Another great feature of Evernote is webclipper, an add-on available for all major web browsers. If you find articles anywhere online the webclipper will save the article to Evernote and you can add tags and assign to the proper notebook in the process.

If you’re using Evernote properly it really will become your central hub for keeping track of your research. There are more straightforward alternatives such as Dropbox which imitates a windows style file structure, but really for proper referencing Evernote is much better.

Wunderlist

There isn’t much to say about Wunderlist because its nice, simplistic and has all the to-do list features that a student could need.

The Rest

There’s loads of other stuff I use, but I think they’re kind of obvious, no student can be without a decent laptop today, I prefer a small portable ones and completed my masters using an Asus EEE netbook, that said I had access to a desktop computer when I needed it, but my first laptop was a large Dell and it was too heavy and bulky to take with my everywhere. The Asus EEE was vastly superior. Besides occasional use of programmes for managing large data sets, I didn’t really require a lot of power, so a netbook was more than sufficient.

Gmail, Google Calendar and Google Docs all pretty ubiquitous programmes, Google Calendar can sync with Wunderlist and Google Docs is great for group projects and pretty much an alternative to MS Office or Libre Office.

You will also have to consider a programme for syncing your .pdfs and ebooks to your e-reader. I use the typical Adobe Digital Editions but have also tried out Calibre. Calibre had a lot of advantages but because I use Evernote, I prefer the simplicity of ADE but Calibre has a lot more features like tagging that could be really useful.

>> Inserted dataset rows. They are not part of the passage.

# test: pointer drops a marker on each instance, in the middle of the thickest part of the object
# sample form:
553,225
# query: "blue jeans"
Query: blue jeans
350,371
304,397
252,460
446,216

LibreOffice is also sufficient for any student wanting to save money on buying Microsoft office, you need to be careful with file types though when transferring them, that said most professors requires papers to be submitted in .pdf format, so no real problem there.

On the social side there are so many options WhatsApp being the big one or Facebook Groups for you class or module so you can share notes and help each other. That said there is usually one or two students who can ruin the experience by freeloading.

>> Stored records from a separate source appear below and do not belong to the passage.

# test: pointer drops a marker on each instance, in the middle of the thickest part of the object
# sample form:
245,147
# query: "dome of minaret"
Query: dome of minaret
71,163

Finally no student should be without an actual real life paper notebook. Not all notebooks are created equal though. I personally love the diaries from Muji, they’re simplistic, great month per page calendar at the front and each week has a whole grid paper page next to it as well as about 60 of them at the back. Grid paper is great for sketches, hand drawn charts, lists etc. I mostly use the month per page calendar for actually noting upcoming events and the week per page for retrospective notes on events of the day.

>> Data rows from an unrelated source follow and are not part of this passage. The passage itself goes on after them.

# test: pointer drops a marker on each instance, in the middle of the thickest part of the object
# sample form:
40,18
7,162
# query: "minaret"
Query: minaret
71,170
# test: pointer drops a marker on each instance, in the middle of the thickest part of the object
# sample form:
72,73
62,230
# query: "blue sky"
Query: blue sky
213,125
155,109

Now all these great programmes reduce the task of personal administration, they don’t eliminate it. You will have to take time to make sure the system is functioning, tidying up backlogs, moving things about, optimising the system. Besides the academic and organisational side, I have to say the usual get involved with clubs and societies etc. That said I am one of the students who might have got too involved and at times my studies suffered for it. But hey, live and learn.